2.2. Nonlinear Chaotic Map

The formulas of a nonlinear chaotic map are given by Equation (3) [67]:

$$\begin{array}{l}{x}_{n+1}=[\mu \times k_1\times {(1-x_n)}^2\times y_n+z_n]\mathrm{mod}1\\ y_{n+1}=[\mu \times k_2\times x_{n+1}+(1+{(y_n)}^2)\times z_n]\mathrm{mod}1\\ z_{n+1}=[\mu \times k_3\times \sin (x_{n+1})\times z_n+y_{n+1}]\mathrm{mod}1\end{array}$$

(3)

where 𝜇, 𝑘_𝑖 are system parameters of the nonlinear chaotic map and when 0 < 𝜇 ≤ 3.999, |𝑘₁| > 29.5, |𝑘₂| > 31.3, |𝑘₃| > 25.1. With 𝑘₁ = 32.5, 𝑘₂ = 34.3, 𝑘₃ = 28.1, and 𝜇 $\in$(0,3.999], this system exhibits chaotic bifurcation diagrams and Lyapunov exponents as shown in Figure 2a–d, respectively.
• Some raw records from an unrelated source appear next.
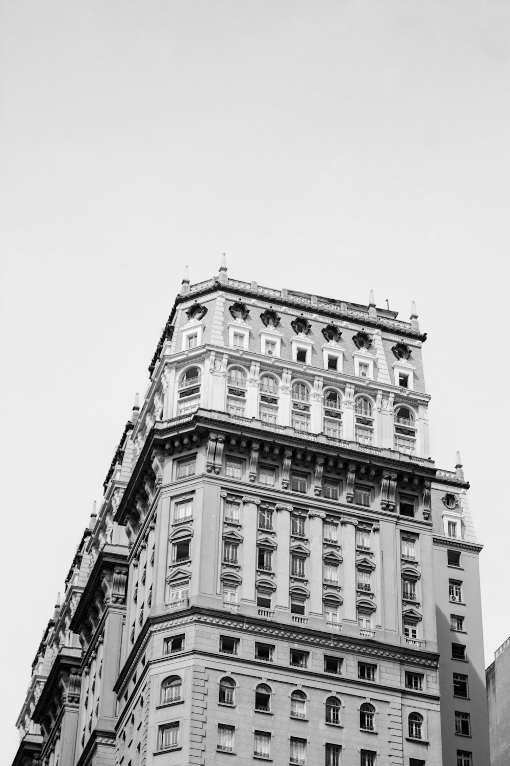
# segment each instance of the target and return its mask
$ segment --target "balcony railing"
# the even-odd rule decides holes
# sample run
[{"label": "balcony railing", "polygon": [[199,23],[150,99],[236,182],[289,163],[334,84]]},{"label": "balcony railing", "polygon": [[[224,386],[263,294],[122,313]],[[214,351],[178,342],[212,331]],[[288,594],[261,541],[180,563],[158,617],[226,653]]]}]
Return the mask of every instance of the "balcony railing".
[{"label": "balcony railing", "polygon": [[183,388],[191,388],[194,385],[200,385],[201,380],[201,375],[197,375],[195,378],[184,378],[179,384],[179,391],[182,391]]}]

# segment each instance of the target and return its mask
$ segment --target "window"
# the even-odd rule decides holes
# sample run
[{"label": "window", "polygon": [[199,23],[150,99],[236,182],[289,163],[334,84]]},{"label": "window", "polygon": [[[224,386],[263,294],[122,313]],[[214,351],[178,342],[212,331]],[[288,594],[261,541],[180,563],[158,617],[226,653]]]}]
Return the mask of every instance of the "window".
[{"label": "window", "polygon": [[359,728],[366,732],[373,732],[375,724],[375,708],[369,702],[363,702],[359,709]]},{"label": "window", "polygon": [[269,758],[271,735],[268,732],[255,732],[253,735],[253,755],[259,758]]},{"label": "window", "polygon": [[362,750],[359,766],[375,766],[375,753],[373,750]]},{"label": "window", "polygon": [[466,750],[457,750],[457,766],[473,766],[471,753]]},{"label": "window", "polygon": [[452,643],[452,660],[466,660],[466,647],[463,643]]},{"label": "window", "polygon": [[294,537],[306,537],[304,533],[304,516],[293,515],[291,517],[291,534]]},{"label": "window", "polygon": [[450,615],[450,628],[451,630],[462,630],[464,632],[464,618],[460,614]]},{"label": "window", "polygon": [[337,481],[332,481],[330,479],[325,479],[323,486],[323,495],[328,500],[338,500],[340,494],[340,488]]},{"label": "window", "polygon": [[462,601],[462,582],[460,580],[449,580],[448,592],[450,601]]},{"label": "window", "polygon": [[220,636],[219,651],[224,654],[239,654],[239,638],[232,638],[230,636]]},{"label": "window", "polygon": [[449,567],[460,567],[460,551],[448,551],[448,566]]},{"label": "window", "polygon": [[165,638],[163,644],[163,651],[165,654],[174,654],[175,652],[182,652],[184,649],[184,635],[171,636]]},{"label": "window", "polygon": [[370,550],[370,532],[368,529],[356,529],[356,548],[362,551]]},{"label": "window", "polygon": [[291,737],[291,764],[306,763],[307,757],[307,741],[306,739],[298,739],[297,737]]},{"label": "window", "polygon": [[223,561],[227,564],[237,564],[239,543],[226,540],[223,543]]},{"label": "window", "polygon": [[226,750],[232,752],[234,749],[234,727],[218,724],[218,750]]},{"label": "window", "polygon": [[171,750],[179,747],[179,724],[168,723],[159,727],[159,749]]},{"label": "window", "polygon": [[358,678],[363,681],[375,681],[377,665],[369,665],[368,663],[358,663]]},{"label": "window", "polygon": [[307,714],[307,696],[304,692],[293,692],[291,695],[291,715],[293,718],[305,718]]},{"label": "window", "polygon": [[408,495],[400,495],[398,497],[398,507],[401,516],[409,516],[413,519],[414,516],[414,498]]},{"label": "window", "polygon": [[423,673],[409,673],[406,670],[405,673],[405,688],[412,689],[414,692],[421,692],[424,688],[424,676]]},{"label": "window", "polygon": [[190,540],[179,540],[172,545],[172,561],[187,561],[190,558]]},{"label": "window", "polygon": [[338,542],[338,524],[332,522],[324,522],[323,524],[323,535],[325,542]]},{"label": "window", "polygon": [[229,479],[242,478],[242,461],[235,460],[232,457],[227,457],[225,466],[225,475]]},{"label": "window", "polygon": [[339,724],[340,702],[336,697],[328,697],[326,700],[326,723]]},{"label": "window", "polygon": [[303,556],[293,555],[291,557],[291,574],[293,577],[304,577],[304,562]]},{"label": "window", "polygon": [[271,571],[271,559],[273,552],[268,548],[257,548],[257,568]]},{"label": "window", "polygon": [[289,653],[289,665],[295,668],[307,668],[308,653],[308,652],[301,652],[297,649],[291,649]]},{"label": "window", "polygon": [[239,502],[232,500],[225,501],[225,521],[239,523],[241,506]]},{"label": "window", "polygon": [[219,694],[218,702],[220,705],[234,704],[234,691],[236,683],[231,678],[223,678],[219,682]]},{"label": "window", "polygon": [[339,766],[341,750],[342,748],[339,745],[326,745],[326,760],[324,761],[326,766]]},{"label": "window", "polygon": [[274,486],[276,471],[274,468],[261,466],[258,469],[258,483],[265,486]]},{"label": "window", "polygon": [[255,710],[265,713],[271,710],[271,689],[265,683],[259,683],[255,689]]},{"label": "window", "polygon": [[161,684],[161,705],[180,699],[182,681],[178,676],[171,676]]},{"label": "window", "polygon": [[408,728],[410,739],[423,739],[424,719],[419,713],[410,713]]},{"label": "window", "polygon": [[453,696],[467,697],[467,676],[462,673],[453,673]]},{"label": "window", "polygon": [[324,561],[324,582],[338,582],[338,564]]},{"label": "window", "polygon": [[307,475],[306,473],[291,474],[291,489],[293,492],[307,491]]},{"label": "window", "polygon": [[455,711],[455,733],[469,736],[471,734],[471,722],[469,713]]},{"label": "window", "polygon": [[255,641],[255,660],[263,660],[266,663],[272,663],[274,647],[271,643],[258,643]]},{"label": "window", "polygon": [[339,676],[342,673],[342,663],[339,657],[324,656],[324,673],[331,673]]},{"label": "window", "polygon": [[193,500],[181,500],[175,503],[174,522],[187,522],[193,519]]},{"label": "window", "polygon": [[187,476],[194,476],[196,463],[196,455],[193,455],[193,457],[186,457],[184,460],[178,460],[177,478],[186,479]]}]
When 𝑘₁ = 32.5, 𝑘₂ = 34.3, 𝑘₃ = 28.1, and 𝜇 = 3.999, the chaotic attractor of this system is shown in Figure 2e.

2.3. Improved Arnold Transformation

In the 1960s, Vladimir Arnold discovered the Arnold map (AM), which has no attractor and is used to scramble images [68].

AT can be described as the following Equation (4):

$$\left(\begin{array}{l}{x}_{n+1}\\ y_{n+1}\end{array}\right)=\left(\begin{array}{l}ab\\ cd\end{array}\right)\left(\begin{array}{l}{x}_n\\ y_n\end{array}\right)\mathrm{mod}N$$

(4)

where the four parameters a, b, c, and d are all positive integers in AT, and gcd(ad − bc, N) = 1.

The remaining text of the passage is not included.